- En menant une expérience en laboratoire, les chercheurs ont découvert le mécanisme non ADN qui est impliqué dans la transmission de l'expérience paternelle à sa descendance.
- Ainsi, une mauvaise alimentation peut être transmise à l'embryon via des molécules qui altèrent l'expression génétique du sperme paternel, et transmet donc des maladies.
L’ADN a beau être le principal déterminant de la santé de chacun et chacune d’entre nous, il n’est pas le seul à l’influencer et à avoir des conséquences sur les potentielles maladies que nous pourrons développer. L’environnement, c’est-à-dire le régime alimentaire, le niveau de stress, l’exposition à la pollution, etc., joue aussi un rôle majeur. C’est ce que l’on appelle l’épigénome : l’ensemble des modifications génétiques des cellules sensibles aux facteurs environnementaux.
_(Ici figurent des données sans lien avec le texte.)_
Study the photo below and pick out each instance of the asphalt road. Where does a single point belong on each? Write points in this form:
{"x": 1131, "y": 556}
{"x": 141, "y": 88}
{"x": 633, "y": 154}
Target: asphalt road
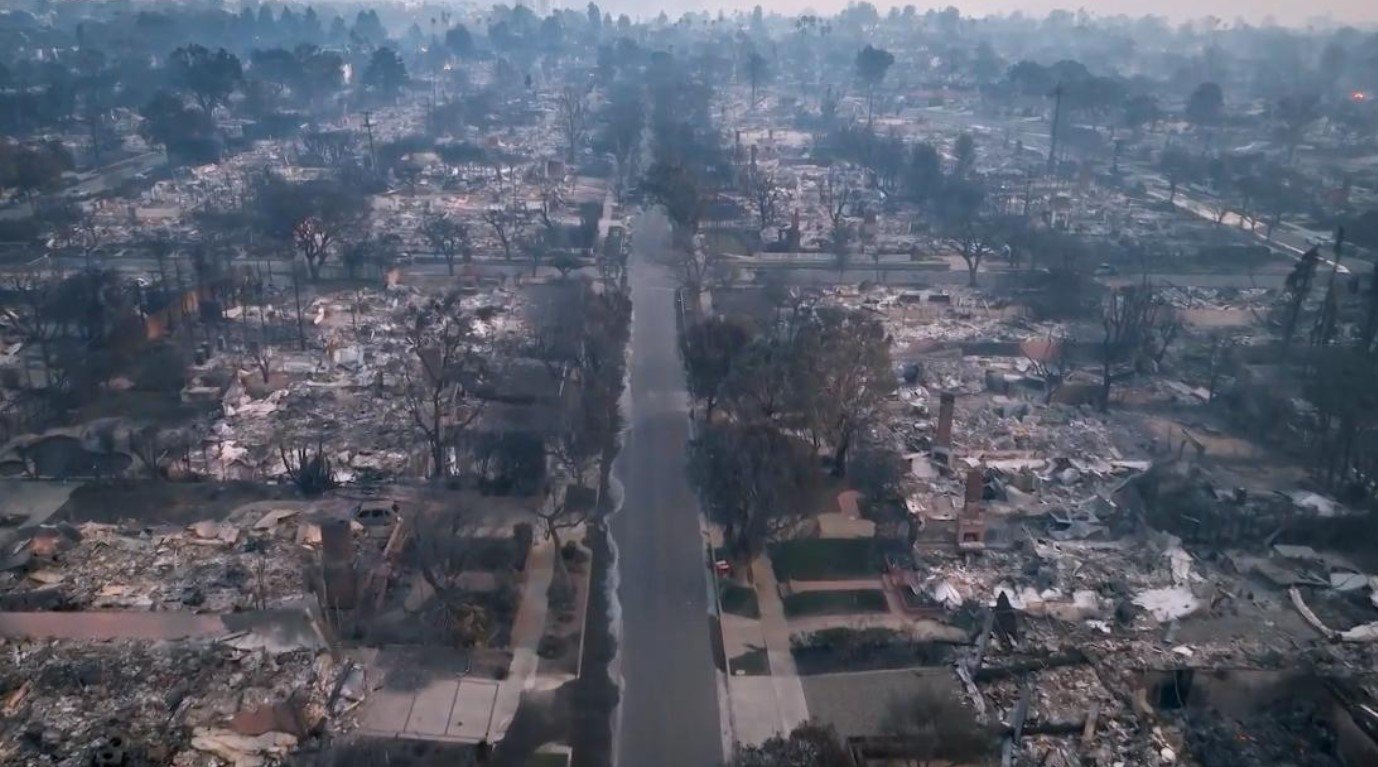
{"x": 670, "y": 697}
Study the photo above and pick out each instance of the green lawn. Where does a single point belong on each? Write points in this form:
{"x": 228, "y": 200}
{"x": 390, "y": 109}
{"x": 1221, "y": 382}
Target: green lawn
{"x": 739, "y": 599}
{"x": 826, "y": 559}
{"x": 834, "y": 602}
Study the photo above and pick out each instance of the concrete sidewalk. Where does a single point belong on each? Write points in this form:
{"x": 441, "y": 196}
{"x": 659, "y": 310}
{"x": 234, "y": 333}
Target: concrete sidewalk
{"x": 764, "y": 707}
{"x": 445, "y": 704}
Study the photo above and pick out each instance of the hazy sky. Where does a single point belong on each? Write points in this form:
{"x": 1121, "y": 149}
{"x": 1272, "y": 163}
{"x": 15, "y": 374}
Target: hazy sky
{"x": 1294, "y": 13}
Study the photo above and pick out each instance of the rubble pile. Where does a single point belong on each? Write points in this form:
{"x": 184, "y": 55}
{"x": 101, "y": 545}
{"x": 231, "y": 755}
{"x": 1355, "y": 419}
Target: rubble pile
{"x": 345, "y": 397}
{"x": 1290, "y": 731}
{"x": 178, "y": 702}
{"x": 210, "y": 566}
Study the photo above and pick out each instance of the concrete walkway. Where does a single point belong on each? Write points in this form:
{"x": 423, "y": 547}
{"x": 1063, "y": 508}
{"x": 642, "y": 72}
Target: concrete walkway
{"x": 447, "y": 705}
{"x": 528, "y": 628}
{"x": 35, "y": 500}
{"x": 769, "y": 705}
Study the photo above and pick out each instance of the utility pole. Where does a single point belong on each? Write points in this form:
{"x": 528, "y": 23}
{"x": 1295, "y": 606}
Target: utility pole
{"x": 1057, "y": 117}
{"x": 368, "y": 125}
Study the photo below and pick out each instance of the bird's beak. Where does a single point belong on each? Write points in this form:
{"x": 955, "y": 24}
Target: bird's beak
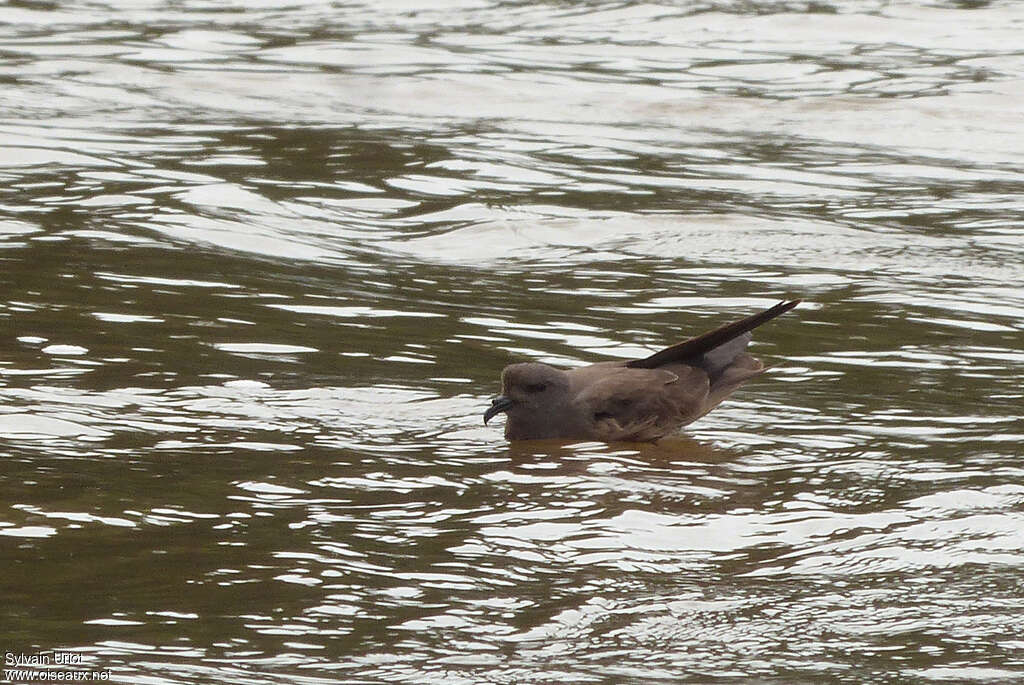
{"x": 498, "y": 404}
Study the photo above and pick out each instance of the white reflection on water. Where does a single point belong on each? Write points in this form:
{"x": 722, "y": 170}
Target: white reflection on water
{"x": 269, "y": 262}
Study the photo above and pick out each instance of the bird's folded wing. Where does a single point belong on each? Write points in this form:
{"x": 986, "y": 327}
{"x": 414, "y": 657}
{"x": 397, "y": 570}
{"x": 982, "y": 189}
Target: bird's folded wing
{"x": 642, "y": 403}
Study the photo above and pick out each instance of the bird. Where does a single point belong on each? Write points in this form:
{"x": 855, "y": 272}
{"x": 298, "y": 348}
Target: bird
{"x": 639, "y": 400}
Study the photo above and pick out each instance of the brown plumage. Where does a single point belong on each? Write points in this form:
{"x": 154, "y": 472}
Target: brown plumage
{"x": 643, "y": 399}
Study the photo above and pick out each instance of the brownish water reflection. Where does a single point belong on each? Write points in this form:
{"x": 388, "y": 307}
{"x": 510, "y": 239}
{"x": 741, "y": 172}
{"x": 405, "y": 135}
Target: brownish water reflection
{"x": 261, "y": 268}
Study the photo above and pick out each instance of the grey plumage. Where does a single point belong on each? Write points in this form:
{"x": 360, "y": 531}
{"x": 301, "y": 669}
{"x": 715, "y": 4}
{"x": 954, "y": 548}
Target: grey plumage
{"x": 642, "y": 399}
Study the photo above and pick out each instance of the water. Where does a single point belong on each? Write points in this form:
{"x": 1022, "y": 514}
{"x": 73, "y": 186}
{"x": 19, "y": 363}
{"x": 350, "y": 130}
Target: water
{"x": 263, "y": 262}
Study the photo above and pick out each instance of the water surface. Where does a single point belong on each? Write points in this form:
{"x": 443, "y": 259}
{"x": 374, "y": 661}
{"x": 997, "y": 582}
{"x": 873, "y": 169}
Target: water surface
{"x": 262, "y": 265}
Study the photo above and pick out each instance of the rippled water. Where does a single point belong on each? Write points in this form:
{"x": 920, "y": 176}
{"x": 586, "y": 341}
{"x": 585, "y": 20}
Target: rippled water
{"x": 263, "y": 262}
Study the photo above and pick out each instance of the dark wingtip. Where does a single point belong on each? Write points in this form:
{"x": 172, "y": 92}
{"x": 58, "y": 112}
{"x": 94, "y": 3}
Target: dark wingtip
{"x": 705, "y": 343}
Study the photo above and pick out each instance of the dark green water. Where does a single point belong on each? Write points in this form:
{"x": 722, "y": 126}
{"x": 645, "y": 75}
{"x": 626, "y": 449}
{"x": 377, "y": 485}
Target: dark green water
{"x": 262, "y": 264}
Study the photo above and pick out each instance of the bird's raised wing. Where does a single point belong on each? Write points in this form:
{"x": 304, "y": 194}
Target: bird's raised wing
{"x": 642, "y": 404}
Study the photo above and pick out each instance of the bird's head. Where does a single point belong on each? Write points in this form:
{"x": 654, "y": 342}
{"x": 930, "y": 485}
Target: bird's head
{"x": 534, "y": 395}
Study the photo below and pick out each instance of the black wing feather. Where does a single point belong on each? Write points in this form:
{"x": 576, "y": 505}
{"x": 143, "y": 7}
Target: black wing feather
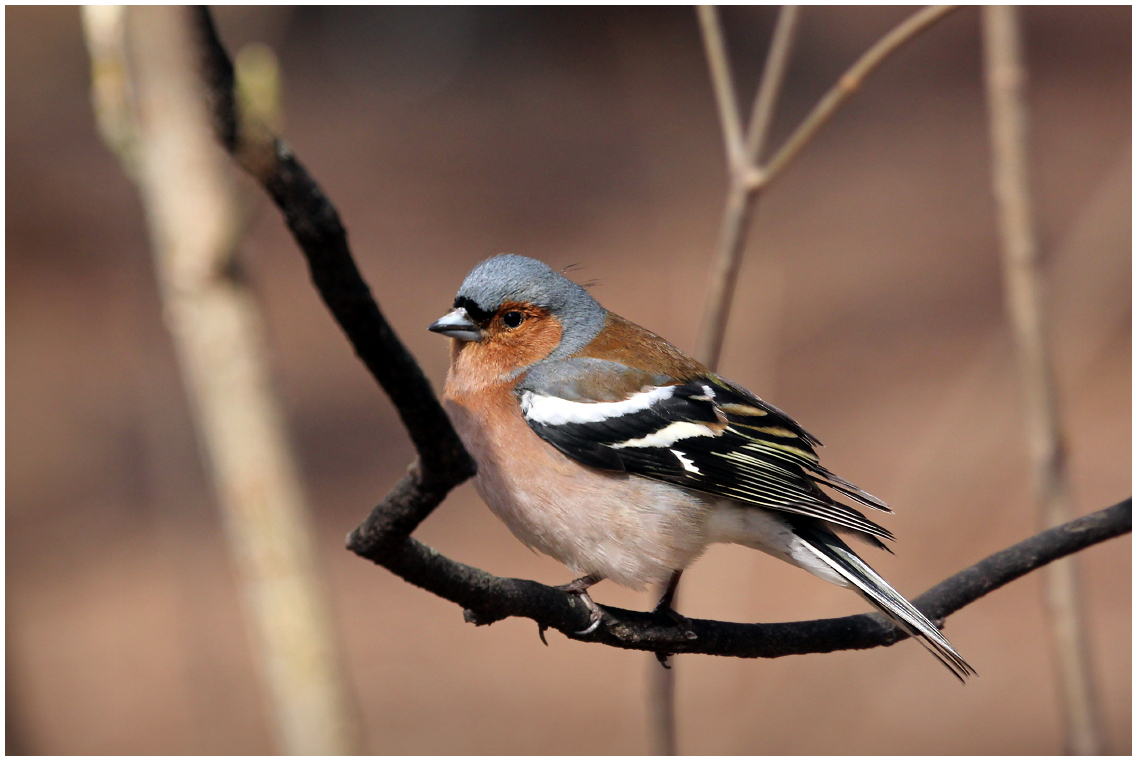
{"x": 756, "y": 455}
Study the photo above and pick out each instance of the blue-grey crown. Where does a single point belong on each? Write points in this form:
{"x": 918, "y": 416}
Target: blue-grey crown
{"x": 513, "y": 278}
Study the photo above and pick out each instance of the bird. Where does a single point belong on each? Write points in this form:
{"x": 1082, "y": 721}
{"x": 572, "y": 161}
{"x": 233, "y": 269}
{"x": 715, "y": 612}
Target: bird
{"x": 602, "y": 445}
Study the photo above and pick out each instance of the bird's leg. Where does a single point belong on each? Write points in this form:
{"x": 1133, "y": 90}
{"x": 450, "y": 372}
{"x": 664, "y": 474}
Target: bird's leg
{"x": 579, "y": 587}
{"x": 663, "y": 608}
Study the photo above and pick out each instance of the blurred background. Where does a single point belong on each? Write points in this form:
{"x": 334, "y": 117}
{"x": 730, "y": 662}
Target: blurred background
{"x": 869, "y": 307}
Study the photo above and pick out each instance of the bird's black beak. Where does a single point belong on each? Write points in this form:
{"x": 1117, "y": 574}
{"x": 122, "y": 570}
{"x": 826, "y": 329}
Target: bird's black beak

Bien que connu des scientifiques, qui l’ont notamment observé entre parents et descendants, ce processus restait en grande partie mystérieux jusqu’à présent. Ils ignoraient notamment comment l’information environnementale était transmise lors de la fécondation, ainsi que les mécanismes et les molécules exactes dans le sperme du père qui sont impliqués dans ce processus.
Dans une nouvelle étude publiée dans la revue Developmental Cell, des chercheurs de l’université McGill à Montréal (Canada) expliquent avoir identifié comment l'information environnementale est transmise par des molécules non ADN dans le sperme.
"La grande avancée de cette étude est qu'elle a identifié un moyen non fondé sur l'ADN par lequel les spermatozoïdes se souviennent de l'environnement du père (régime alimentaire) et transmettent cette information à l'embryon", explique Sarah Kimmins, qui a dirigé les travaux. Selon elle, cette découverte "remarquable" présente "un changement majeur par rapport à ce que l'on sait de l'héritabilité et de la maladie, qui n'était pas uniquement basé sur l'ADN, et qui inclut maintenant les protéines du sperme".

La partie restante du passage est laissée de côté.